- Don't try this at home...
- I was just saying....
- Holy Shit! What did I do?
Gearing up for extreme weather at the farm, whether it be searing triple-digit temperatures with oppressive humidity or the stinging, bitter cold that dries out ones' skin as to create a pale dust like that of plaster demolition, is hard work. I contemplated calling in back-up, but opted to tackle my to-do list solo.
"I'm not going to do any large-scale animal handling or farm chores by myself," I professed only hours previously. And when it came time to ensure that everyone had bedded shelter from the elements, I resorted to my IH 444 for assistance moving portable shelters behind the shelter of tree breaks. After all, I should use my tractor instead of hurting myself.
While I'm at it.....
Nothing sucks more than livestock getting loose during inclement weather so prior to those days that the weatherman says is going to be batshit miserable to both man and beast, I take inventory about the farm that could lead to my four-legged employees roaming the 'hood. They may not mind the cold, but chasing down the herd when the air outside gives you an ice cream headache is definitely on my not-ever-to-do list.
"Give me a chain and my IH 444 and I can move the world," I used to say.
Farming accidents happen fast...really fast.
As you can see, the remaining two trees are leaning aft. The one that is wedged between the wheel fender and bucket armature was in a similar position.
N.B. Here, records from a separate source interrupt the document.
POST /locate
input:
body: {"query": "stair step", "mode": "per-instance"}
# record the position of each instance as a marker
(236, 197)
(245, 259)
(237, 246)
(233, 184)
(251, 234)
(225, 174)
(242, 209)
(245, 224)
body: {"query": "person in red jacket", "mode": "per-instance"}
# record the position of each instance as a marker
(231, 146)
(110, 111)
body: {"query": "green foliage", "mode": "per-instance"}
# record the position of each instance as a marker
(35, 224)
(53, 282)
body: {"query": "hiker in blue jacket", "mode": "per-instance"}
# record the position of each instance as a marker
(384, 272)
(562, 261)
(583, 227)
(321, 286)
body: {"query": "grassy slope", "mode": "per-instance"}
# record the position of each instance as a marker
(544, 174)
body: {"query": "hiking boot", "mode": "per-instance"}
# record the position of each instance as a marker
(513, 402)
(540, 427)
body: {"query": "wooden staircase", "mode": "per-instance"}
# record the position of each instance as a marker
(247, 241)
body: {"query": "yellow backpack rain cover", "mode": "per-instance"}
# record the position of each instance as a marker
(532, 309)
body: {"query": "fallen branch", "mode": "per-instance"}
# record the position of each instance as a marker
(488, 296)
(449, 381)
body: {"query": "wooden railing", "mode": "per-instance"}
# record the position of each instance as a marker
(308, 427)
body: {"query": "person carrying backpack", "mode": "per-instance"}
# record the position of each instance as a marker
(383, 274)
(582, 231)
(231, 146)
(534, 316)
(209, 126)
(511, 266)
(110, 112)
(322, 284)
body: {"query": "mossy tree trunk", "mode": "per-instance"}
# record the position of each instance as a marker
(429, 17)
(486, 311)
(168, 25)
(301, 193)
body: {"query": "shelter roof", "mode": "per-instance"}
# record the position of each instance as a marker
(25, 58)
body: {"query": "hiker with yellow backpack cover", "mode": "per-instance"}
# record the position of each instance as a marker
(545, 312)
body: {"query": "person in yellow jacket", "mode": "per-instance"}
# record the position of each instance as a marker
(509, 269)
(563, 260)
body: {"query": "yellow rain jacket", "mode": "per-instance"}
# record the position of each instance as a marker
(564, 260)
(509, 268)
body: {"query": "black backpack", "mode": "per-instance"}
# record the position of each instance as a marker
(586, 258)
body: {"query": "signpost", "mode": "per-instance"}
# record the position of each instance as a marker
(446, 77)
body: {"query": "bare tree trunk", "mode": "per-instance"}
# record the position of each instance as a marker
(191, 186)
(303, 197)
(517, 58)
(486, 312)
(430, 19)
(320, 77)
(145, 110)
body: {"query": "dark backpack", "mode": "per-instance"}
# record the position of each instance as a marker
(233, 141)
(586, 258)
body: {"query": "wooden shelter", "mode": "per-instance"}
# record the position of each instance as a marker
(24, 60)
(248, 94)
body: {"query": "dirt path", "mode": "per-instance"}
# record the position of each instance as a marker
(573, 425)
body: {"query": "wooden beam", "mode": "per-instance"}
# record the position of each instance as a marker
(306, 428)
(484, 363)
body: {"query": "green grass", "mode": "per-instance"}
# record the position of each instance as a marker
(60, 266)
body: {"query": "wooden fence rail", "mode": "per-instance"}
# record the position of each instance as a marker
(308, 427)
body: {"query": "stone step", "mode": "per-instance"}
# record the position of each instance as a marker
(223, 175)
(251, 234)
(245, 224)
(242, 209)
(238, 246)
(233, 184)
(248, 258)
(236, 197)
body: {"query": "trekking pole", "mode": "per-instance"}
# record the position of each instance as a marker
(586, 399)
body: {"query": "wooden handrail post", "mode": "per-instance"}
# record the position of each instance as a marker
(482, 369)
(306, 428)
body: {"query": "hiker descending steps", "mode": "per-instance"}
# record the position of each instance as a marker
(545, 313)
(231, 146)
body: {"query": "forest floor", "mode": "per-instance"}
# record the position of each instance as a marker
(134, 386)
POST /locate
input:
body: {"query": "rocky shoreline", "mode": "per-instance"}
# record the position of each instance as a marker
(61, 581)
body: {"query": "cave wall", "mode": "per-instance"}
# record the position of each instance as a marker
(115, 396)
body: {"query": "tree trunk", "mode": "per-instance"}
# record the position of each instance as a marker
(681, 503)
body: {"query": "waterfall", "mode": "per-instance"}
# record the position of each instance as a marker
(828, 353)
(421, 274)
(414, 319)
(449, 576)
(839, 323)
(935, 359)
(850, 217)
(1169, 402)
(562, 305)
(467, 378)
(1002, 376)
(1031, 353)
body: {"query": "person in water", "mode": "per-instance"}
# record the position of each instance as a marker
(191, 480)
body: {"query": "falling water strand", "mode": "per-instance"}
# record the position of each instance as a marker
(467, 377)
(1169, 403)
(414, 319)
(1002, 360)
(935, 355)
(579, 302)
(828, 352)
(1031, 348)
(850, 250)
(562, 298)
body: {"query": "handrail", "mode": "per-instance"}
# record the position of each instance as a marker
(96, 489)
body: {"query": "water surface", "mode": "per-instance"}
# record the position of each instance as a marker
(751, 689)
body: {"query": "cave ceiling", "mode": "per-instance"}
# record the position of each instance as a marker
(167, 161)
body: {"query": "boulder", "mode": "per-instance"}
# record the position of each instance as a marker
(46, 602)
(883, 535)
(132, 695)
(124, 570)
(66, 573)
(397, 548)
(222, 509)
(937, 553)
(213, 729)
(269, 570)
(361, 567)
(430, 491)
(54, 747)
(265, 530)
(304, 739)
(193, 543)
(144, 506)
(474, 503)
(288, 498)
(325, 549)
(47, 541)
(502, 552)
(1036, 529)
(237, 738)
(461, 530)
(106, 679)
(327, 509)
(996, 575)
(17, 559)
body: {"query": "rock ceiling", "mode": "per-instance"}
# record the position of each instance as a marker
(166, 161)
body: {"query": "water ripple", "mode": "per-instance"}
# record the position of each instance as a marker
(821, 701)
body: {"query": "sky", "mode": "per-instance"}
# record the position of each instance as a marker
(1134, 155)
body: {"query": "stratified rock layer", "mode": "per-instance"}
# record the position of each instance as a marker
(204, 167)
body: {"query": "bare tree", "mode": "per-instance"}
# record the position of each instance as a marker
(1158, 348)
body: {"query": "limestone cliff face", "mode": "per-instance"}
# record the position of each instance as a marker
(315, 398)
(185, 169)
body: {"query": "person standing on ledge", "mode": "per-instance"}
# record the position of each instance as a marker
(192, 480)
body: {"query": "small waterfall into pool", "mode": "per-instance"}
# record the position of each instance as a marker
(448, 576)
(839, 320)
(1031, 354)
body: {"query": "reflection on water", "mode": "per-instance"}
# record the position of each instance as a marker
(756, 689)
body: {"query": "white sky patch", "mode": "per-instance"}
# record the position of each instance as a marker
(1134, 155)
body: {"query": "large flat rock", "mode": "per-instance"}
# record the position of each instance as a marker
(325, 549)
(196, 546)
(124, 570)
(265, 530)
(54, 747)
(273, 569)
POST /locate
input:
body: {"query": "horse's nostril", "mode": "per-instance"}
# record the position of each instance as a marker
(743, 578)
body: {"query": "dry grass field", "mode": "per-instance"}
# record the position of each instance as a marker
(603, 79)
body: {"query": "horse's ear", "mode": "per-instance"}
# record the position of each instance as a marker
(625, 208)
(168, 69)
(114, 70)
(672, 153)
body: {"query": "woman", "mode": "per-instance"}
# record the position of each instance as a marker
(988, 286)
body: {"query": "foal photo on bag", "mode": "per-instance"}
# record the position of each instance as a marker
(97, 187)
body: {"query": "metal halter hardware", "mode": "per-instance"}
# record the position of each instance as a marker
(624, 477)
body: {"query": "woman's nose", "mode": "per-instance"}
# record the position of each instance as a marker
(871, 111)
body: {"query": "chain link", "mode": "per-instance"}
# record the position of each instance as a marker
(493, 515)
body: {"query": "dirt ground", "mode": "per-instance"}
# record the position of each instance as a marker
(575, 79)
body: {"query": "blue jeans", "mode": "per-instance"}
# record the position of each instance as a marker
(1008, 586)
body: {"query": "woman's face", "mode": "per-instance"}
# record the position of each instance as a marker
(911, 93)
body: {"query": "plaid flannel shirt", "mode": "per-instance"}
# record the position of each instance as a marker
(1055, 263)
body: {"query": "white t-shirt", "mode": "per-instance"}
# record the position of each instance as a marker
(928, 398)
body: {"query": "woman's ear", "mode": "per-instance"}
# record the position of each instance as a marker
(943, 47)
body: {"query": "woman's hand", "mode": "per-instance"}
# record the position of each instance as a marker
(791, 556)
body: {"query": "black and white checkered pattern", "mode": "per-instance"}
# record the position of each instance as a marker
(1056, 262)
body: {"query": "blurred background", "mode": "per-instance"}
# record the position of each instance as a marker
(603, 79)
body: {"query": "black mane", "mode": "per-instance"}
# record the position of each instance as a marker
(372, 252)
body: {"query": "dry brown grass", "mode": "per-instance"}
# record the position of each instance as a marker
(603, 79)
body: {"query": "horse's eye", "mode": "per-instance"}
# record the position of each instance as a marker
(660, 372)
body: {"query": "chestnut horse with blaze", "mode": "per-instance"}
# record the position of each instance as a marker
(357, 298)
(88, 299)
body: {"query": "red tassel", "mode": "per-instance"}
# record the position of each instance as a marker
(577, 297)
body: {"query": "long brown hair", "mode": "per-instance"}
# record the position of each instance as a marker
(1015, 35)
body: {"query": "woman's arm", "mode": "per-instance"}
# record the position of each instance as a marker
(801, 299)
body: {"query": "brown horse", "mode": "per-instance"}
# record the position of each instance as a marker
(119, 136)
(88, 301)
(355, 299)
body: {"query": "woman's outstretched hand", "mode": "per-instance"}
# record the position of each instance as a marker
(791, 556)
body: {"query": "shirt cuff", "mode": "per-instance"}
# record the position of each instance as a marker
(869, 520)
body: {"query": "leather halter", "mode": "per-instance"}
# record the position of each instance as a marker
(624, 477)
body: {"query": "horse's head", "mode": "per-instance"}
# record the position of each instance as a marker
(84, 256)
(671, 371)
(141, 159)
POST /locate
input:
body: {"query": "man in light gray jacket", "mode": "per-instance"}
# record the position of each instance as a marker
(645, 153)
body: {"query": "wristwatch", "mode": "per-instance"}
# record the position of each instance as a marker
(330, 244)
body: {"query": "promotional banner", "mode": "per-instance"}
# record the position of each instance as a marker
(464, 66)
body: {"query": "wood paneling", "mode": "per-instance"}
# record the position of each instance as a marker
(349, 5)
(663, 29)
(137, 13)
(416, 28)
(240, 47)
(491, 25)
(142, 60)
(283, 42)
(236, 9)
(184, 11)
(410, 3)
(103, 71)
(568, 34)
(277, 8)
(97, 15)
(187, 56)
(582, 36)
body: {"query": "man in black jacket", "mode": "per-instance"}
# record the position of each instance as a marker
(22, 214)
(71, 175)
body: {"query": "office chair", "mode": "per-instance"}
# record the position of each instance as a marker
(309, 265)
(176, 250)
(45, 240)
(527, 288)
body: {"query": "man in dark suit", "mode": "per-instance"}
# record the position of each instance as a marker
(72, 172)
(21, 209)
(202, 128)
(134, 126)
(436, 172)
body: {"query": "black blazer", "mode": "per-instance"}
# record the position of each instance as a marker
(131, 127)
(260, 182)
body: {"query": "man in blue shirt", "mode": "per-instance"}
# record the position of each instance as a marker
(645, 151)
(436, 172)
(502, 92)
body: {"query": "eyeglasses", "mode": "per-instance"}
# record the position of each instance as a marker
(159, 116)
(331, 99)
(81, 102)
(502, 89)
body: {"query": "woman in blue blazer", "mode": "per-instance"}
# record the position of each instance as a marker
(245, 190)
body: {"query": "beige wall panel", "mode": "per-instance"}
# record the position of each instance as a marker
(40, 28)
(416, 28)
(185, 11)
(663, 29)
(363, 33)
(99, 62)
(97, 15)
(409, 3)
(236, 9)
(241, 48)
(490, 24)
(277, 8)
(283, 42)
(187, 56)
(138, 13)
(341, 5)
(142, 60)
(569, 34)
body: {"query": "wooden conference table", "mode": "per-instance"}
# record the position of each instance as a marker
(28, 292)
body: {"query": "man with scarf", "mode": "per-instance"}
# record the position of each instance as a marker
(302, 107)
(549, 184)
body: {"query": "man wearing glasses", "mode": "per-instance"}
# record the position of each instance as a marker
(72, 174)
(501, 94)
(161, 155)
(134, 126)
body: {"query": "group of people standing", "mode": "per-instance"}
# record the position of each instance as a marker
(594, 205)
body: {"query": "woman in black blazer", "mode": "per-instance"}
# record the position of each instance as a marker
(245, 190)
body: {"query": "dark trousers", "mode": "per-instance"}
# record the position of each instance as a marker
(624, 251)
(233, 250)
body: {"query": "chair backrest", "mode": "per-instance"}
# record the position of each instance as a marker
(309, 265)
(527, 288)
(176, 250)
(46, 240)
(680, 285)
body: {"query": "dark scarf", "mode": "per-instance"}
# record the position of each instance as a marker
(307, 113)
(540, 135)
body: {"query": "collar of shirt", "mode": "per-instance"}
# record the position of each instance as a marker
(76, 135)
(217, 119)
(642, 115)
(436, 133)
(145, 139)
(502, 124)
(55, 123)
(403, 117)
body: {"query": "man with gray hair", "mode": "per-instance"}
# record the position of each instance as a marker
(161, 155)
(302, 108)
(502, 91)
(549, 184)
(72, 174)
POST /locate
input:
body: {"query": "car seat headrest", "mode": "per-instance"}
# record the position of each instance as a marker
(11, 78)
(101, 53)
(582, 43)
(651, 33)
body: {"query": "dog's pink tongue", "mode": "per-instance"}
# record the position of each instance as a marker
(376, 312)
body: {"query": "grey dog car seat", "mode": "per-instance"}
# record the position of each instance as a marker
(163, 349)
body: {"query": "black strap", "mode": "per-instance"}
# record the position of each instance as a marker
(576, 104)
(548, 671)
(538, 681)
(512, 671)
A chain around the base attached to the 3-point hitch. Second gear should jerk those shallow roots clear of the soil.
But before I could hit the clutch and break, the tree pivoted toward the tractor and came crashing down only inches from my head.
Oh, big shit.
Over the years I've pulled out, pushed over and lifted many dead pines with my beloved little diesel tractor, but iron & engines are dangerous no matter if they're a top drive on an offshore oil rig or a forty-six year old tractor tooling around in the dirt.
Today was a big reality check, the kind that roll out the black and yellow caution tape from the edge of the gate to the bridge.